Interested in technology, His Majesty King Bhumibol Adulyadej studied technological advances and put them to the best use in his work. His intention was to use appropriate technology as a means of improving the living conditions of the people.
The Cabinet on 12 December 2000 decided to honor King Bhumibol with the title “Father of Technology” and designate 19 October each year Thai Technology Day, following a proposal submitted by the National Identity Board.
It was on 19 October 1972 that His Majesty demonstrated the rainmaking process for a Singaporean delegation at Kaeng Krachan Dam in Phetchaburi province. Rain came within five hours after the demonstration, creating a great deal of excitement and certainly impressing the Singaporeans. The success of His Majesty in using technology for rainmaking received local and international recognition.

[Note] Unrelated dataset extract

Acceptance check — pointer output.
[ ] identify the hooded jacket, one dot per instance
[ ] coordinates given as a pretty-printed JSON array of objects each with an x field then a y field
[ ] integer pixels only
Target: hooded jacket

Early in his reign, the late King Bhumibol became interested in artificial rainmaking to assist farmers, who are very dependent on rainwater for their cultivation. He found that drought had become more severe in certain areas of the country and caused hardships to farmers. At this point, he began to study artificial rainmaking techniques to seek ways of bringing down more rain to ease drought. He paid great attention to rainmaking operations and he sometimes got involved with them himself.
His Majesty King Bhumibol applied modern technology to existing resources to enhancing rainmaking potential. Non-toxic and environment-friendly chemicals, devised by His Majesty, are used to stimulate the air mass upwind of the target area to rise and from rain clouds. When clouds become dense, they will contain a large amount of water and then drops of water will fall from the clouds.
Rainmaking operations have greatly benefited farmers, as they ease water shortages and increase agricultural output. They also play an important role in adjusting environmental problems by easing water pollution in rivers and canals.
This great scientific feat of King Bhumibol was compared to one that occurred during the reign of King Mongkut (Rama IV), who ruled the Kingdom of Siam from 1851 to 1868. King Mongkut predicted a total solar eclipse on 18 August 1868, two years beforehand. He even calculated accurately the time and the best site to observe the phenomenon.
King Mongkut is recognized as “Father of Science in Thailand,” and 18 August was picked as National Science Day. King Bhumibol is recognized as “Father of Thai Technology” and 19 October was picked as Thai Technology Day.
The proud achievements of the two kings in scientific and technological development took place in almost the same manner.